In the wake of the 2009-2010 H1N1-pandemic, also known as the swine flu, a web of mistrust between the public and health authorities was spun. National pandemic plans were usually based on a single scenario that was more severe than the actual 2009 pandemic, and that was extrapolated from the severity of previous outbreaks like SARS and Avian flu. In effect the 2009 pandemic was nicknamed the false-pandemic or ‘the pandemic there never was’. However, national health authorities had declared a pandemic and bought vaccines for billions. Such an approach was blamed as too much alarmistic, and left institutions open to criticism and suspects.
Engaging citizens in pandemic preparedness and response might be an effective way to deal with this issue. Hereto, ASSET project aims to be EU’s counter to this by engaging citizens in the debate of pandemic crisis prevention and management.

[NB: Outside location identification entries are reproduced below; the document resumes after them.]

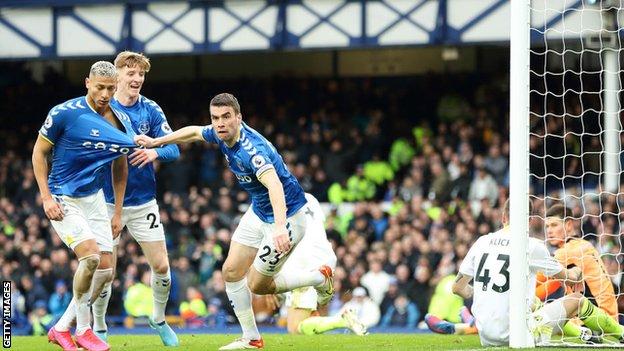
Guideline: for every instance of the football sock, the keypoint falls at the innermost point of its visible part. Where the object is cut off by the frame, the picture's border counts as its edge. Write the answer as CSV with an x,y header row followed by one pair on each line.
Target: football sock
x,y
240,298
319,325
100,305
571,329
64,323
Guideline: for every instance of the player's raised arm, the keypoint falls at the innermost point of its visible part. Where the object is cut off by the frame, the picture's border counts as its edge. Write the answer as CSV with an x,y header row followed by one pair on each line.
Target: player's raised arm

The Danish Board of Technology was asked to develop and test a participatory and inclusive method for engaging citizens. The method should convince the EU that citizen participation could be done within a field normally dominated by technical experts. In fact, epidemic response and planning has clear normative components, involving obvious conflicts and dilemmas, combined with a well-documented scientific knowledge base, and a need for political action in the crisis situation and fulfilling all conditions for citizen participation. We decided to develop a multi-site method, where the citizens received the same information prior and during the consultations at the same time across Europe. Their votes were reported in real time into a webtool, were all the results can be seen and analysed. See Box2 for more information.
The citizen were very satisfied with the process and would like the process to be repeated on different or similar issues. They provided policy makers with clear demands and thought-provoking insights. Analysis of the results are still ongoing, but some trends are already now evident. Citizens want more transparency in the work of health authorities and are not satisfied with the level of information provided during epidemic threats. Actually, less than half of the citizens are confident with information being withheld, even for security reasons by health authorities. Same goes for the satisfaction level during an epidemic threat.
Figure 1: Result example from the webtool
Some of the more remarkable results from the consultation included vaccination and information channels. While half of the citizens found mandatory vaccination as an appropriate tool for public health authorities during epidemic threats, more than eight-of-ten answered that it should be mandatory for health care workers (Figure 1). This discrepancy is very interesting, and we will go more into detail in upcoming policy workshops in Bruxelles. As mentioned in the lead paragraph, an insight that policy makers cannot overlook is that the citizen deems the internet as the least trusted information channel, and yet it is the one they consult first. Research has showed that even if this insight, information read online has a subconscious effect on decision-making.
Figure 2: Co-hashtag analysis of policy recommendations
Finally, we organized an open session where the citizens were asked to write policy recommendations in their native language. In addition to their recommendations, they were asked to encircle the most important words from their policy recommendations. The words have been translated and mapped according to the citizens’ priorities through a co-hashtag analysis (Figure 2). What we can see from this map is that information, transparency and citizens are very central and important to the citizens. By investigating the full recommendations behind these keywords, it is possible to explore the context behind the most popular recommendation, thus providing a helpful set of information for policy makers on such a delicate matter.